I’ve been dodging these words for too long. Not because I don’t want to say it out loud, nor because I don’t feel it at all, but simply because once it’s out there it means I’m defenseless against my own heart. Saying that I’m falling for you changes everything. It means admitting that you hold my feelings and that if you don’t care about it enough, I’m (possibly) the one who’s getting more hurt. It means admitting that the feeling I get when you put me to sleep is more than just the need of being held by someone. It means that when you look at me and my heart skips a few beats, it’s not just my low iron levels striking. It means that when we’re sleeping but somehow wake up the tiniest bit just to find some other comfortable way of intertwining our bodies warms my heart a lot more than it should. It means that when we say “we’re getting to know each other,” I actually feel like I know your core.
And even so I wonder. Vulnerability. Heartbreak. Bare truths. Consuming. Spontaneous. These are still the first words that come to my mind when I think about being with anyone. Those are all the feelings that I’ve been running away, from as far as I can remember. How come that in such a short space of months you’re making me question everything I had previously grounded my love beliefs on.

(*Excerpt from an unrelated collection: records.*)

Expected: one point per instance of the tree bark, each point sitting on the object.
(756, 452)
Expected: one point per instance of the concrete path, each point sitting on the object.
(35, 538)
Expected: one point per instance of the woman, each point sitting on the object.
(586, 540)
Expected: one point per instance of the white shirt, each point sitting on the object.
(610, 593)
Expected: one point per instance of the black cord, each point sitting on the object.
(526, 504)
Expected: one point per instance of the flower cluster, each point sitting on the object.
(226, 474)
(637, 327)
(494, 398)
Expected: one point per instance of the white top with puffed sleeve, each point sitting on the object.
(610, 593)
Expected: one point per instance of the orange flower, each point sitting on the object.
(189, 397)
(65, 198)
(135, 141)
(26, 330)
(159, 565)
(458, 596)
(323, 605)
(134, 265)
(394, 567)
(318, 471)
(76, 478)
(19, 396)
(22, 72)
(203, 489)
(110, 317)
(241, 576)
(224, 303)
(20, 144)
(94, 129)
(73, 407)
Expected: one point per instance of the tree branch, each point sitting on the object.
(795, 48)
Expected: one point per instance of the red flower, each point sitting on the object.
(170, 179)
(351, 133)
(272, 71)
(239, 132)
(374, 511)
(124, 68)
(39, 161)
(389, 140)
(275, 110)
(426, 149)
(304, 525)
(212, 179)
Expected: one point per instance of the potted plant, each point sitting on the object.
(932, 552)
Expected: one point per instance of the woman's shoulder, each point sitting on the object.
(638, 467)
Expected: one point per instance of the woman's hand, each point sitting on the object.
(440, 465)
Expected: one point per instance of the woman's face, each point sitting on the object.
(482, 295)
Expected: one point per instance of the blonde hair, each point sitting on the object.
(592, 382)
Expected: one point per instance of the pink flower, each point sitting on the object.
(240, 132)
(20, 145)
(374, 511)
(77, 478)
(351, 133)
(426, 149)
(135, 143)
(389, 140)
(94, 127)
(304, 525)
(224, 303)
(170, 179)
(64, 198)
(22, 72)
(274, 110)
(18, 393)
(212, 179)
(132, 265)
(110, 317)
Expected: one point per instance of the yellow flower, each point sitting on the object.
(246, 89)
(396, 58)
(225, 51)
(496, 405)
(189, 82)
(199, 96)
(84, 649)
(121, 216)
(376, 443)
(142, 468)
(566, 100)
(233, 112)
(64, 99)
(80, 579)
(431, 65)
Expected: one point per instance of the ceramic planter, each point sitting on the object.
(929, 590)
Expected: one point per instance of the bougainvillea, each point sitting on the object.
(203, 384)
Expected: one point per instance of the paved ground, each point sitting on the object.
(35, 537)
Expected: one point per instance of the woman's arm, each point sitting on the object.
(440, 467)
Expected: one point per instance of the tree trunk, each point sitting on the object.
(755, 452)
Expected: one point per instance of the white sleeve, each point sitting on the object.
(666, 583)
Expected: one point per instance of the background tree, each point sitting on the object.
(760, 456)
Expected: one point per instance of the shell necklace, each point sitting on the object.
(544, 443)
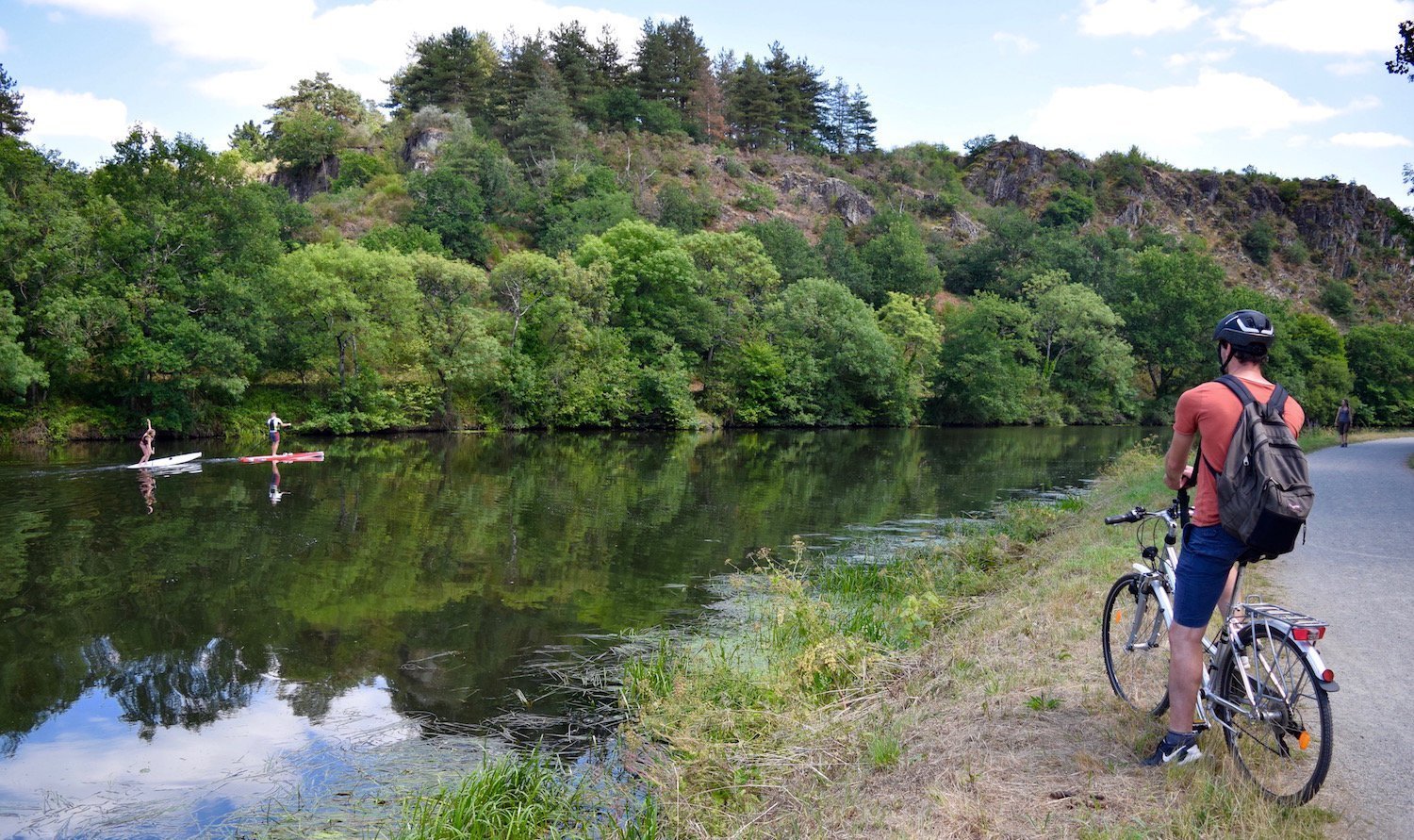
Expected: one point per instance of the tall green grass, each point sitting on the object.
(525, 798)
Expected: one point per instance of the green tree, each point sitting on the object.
(579, 201)
(17, 370)
(1403, 61)
(670, 59)
(172, 313)
(751, 107)
(1382, 361)
(842, 259)
(898, 260)
(461, 348)
(653, 283)
(350, 311)
(545, 126)
(799, 95)
(1083, 359)
(450, 206)
(862, 124)
(987, 367)
(788, 249)
(454, 71)
(840, 367)
(734, 276)
(1170, 303)
(916, 337)
(1315, 348)
(316, 119)
(13, 121)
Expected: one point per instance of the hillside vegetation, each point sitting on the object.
(545, 234)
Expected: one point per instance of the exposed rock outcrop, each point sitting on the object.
(1011, 172)
(304, 184)
(830, 195)
(420, 150)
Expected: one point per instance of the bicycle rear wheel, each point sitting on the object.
(1281, 735)
(1134, 636)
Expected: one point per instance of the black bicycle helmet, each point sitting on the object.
(1244, 328)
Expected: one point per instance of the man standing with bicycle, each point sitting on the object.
(1209, 412)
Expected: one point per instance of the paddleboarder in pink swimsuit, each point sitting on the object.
(274, 424)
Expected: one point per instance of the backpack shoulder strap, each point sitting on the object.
(1238, 387)
(1244, 396)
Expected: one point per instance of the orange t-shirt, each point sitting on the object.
(1212, 410)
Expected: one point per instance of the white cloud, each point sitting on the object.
(263, 47)
(1018, 42)
(1181, 59)
(62, 113)
(1355, 67)
(1137, 17)
(1371, 140)
(1103, 118)
(1351, 27)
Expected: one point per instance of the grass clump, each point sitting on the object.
(942, 692)
(522, 798)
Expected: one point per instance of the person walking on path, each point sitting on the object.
(274, 424)
(1342, 420)
(1354, 570)
(1205, 565)
(144, 443)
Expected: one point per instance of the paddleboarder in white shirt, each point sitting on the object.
(274, 424)
(144, 443)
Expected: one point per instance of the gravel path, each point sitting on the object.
(1355, 571)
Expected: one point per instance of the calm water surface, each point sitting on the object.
(180, 647)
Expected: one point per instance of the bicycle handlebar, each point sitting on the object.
(1131, 517)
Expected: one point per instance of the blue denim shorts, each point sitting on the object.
(1202, 573)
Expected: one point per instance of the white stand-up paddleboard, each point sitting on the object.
(170, 461)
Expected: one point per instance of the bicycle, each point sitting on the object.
(1264, 682)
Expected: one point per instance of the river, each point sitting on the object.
(180, 647)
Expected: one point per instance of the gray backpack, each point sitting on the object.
(1264, 489)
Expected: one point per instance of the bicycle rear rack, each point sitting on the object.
(1300, 625)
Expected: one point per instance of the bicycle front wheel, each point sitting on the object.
(1136, 645)
(1280, 734)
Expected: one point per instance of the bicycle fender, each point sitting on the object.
(1317, 665)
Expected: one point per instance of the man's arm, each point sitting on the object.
(1176, 469)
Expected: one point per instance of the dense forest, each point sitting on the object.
(540, 232)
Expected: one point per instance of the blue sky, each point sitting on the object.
(1291, 87)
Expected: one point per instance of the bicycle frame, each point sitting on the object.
(1239, 614)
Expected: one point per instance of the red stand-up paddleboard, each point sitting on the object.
(283, 457)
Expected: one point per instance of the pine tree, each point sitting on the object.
(834, 118)
(525, 65)
(797, 91)
(545, 126)
(610, 70)
(574, 58)
(452, 71)
(751, 107)
(862, 124)
(13, 121)
(670, 59)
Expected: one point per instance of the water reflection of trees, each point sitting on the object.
(175, 687)
(436, 562)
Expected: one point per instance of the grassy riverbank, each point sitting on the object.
(953, 690)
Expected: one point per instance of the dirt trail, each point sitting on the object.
(1355, 571)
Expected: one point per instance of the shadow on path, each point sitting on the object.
(1355, 571)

How come that I’m already so used to you? That your regular sleep pattern somehow completes my messed up sleep pattern. That our weird taste preferences are always meeting up. That my days feel weird without your optimism. That our studying plans complement each other. That a few days without seeing you seems like weeks. That your steady hands don’t make me feel trapped. That your chest is starting to feel like one of the safest places to rest.
It just strikes me that maybe this is a lot bigger than I realized. I long for the days that I’ll see you. Racing, racing, racing. These thoughts keep racing through my once static mind. Over and over again.
But you don’t know any of that. Because as much as I like you, I’m still afraid that you don’t feel the same. So this is me putting my cards out there, betting on this for the first time ever and hoping that you’ll be betting on me too. I’m hoping that when I do give my heart to you, you’ll be already waiting for it.